- Multiscale and sliding window can be implemented within a ConvNet
- Learning to predict object boundaries
- Bounding boxes are then accumulated instead of supressed to increase confidence
- Winner or ILSVRC2013 and obtained competitive results for detection and classification
- Feature extractor from OverFeat
- Main advantage of CNN is that you train from raw pixels to ultimate categories: thereby alleviating the requirement to design feature extractors
- Main disadvantage of CNN is that you need a lot of labeled training samples
- Point of the paper: show that training CNN to classify, locate and detect objects can boost the accuracy of all 3
- While ImageNet usually has the main object roughly centered, objects of interest may vary in size and position
- Address this with CNN + sliding window over multiple scales - however many windows contain an identifiable portion of object but not the whole object
- Instead of producing distribution of categories for each ewindow, produce a prediction of location and size of bounding boxes
- Other autors proposed to classify the central pixel, then categorize using the window as context for the decision
- Order of difficulty: classification < localization < detection
- Similar to best ILSVRC12 by Krizhevsky et al
- Fixed input size during training, smallest dimension is 256 pixels
- Extract 5 random crops and horizontal flips of size 221x221, present them in mini-batches of size 128
- Feature extractor: OverFeat to provide powerful features for computer vision research. Fast and accurate model provided.

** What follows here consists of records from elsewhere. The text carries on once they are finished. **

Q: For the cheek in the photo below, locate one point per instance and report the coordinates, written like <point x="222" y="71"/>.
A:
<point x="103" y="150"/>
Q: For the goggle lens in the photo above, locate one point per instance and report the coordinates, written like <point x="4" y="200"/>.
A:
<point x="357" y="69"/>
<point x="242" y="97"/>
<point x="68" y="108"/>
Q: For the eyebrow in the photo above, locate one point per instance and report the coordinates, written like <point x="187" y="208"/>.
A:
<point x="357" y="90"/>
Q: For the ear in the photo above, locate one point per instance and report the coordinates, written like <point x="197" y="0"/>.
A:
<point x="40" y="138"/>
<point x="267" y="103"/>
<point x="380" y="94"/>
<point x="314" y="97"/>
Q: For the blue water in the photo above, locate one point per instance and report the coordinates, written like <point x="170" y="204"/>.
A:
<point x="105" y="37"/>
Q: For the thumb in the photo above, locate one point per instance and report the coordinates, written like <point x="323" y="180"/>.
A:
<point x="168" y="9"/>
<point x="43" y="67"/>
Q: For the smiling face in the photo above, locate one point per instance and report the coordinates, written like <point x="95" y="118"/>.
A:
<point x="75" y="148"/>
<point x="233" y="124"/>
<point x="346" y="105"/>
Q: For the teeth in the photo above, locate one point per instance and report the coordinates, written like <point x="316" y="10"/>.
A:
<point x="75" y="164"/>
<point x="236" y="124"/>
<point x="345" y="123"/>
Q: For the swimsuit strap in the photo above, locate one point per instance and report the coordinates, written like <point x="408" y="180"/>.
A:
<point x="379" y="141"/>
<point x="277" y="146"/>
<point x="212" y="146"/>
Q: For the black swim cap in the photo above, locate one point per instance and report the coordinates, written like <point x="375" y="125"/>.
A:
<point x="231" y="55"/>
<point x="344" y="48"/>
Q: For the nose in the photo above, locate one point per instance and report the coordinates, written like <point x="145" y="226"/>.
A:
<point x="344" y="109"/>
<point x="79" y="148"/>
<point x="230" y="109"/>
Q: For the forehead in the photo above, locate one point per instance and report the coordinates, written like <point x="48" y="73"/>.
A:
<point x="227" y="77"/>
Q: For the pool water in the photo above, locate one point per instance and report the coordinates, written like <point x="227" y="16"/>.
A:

- Multi-view voting to boost performance: Fixed set of 10 views (4 corners + center with horizontal flip) is averaged
- While sliding window might be prohibitive for certain types of models, for CNN it's efficient
- Output will be a spatial map of C dimensional vectors at each scale
- Why are sliding windows eficient for CNNs? Because they naturally share computations common to overlapping regionso
- Replace classification layers by regression network
- Simultaneously run classifier and regression networks across all locations and scales, since the feature extractor layers are the same, only the final FC layers have to be recomputed
- Input to regression network: pooled feature maps from layer 5, 2 FC layers of 4096 and 1024, final output layer of 4 units for BBox edges coordinates
- Combining predictions by greedy merge strategies
- max_score is computed with the sum of the distance between centers of the two bounding boxes and intersection area of the boxes
- Similar to classification training but in a spatial manner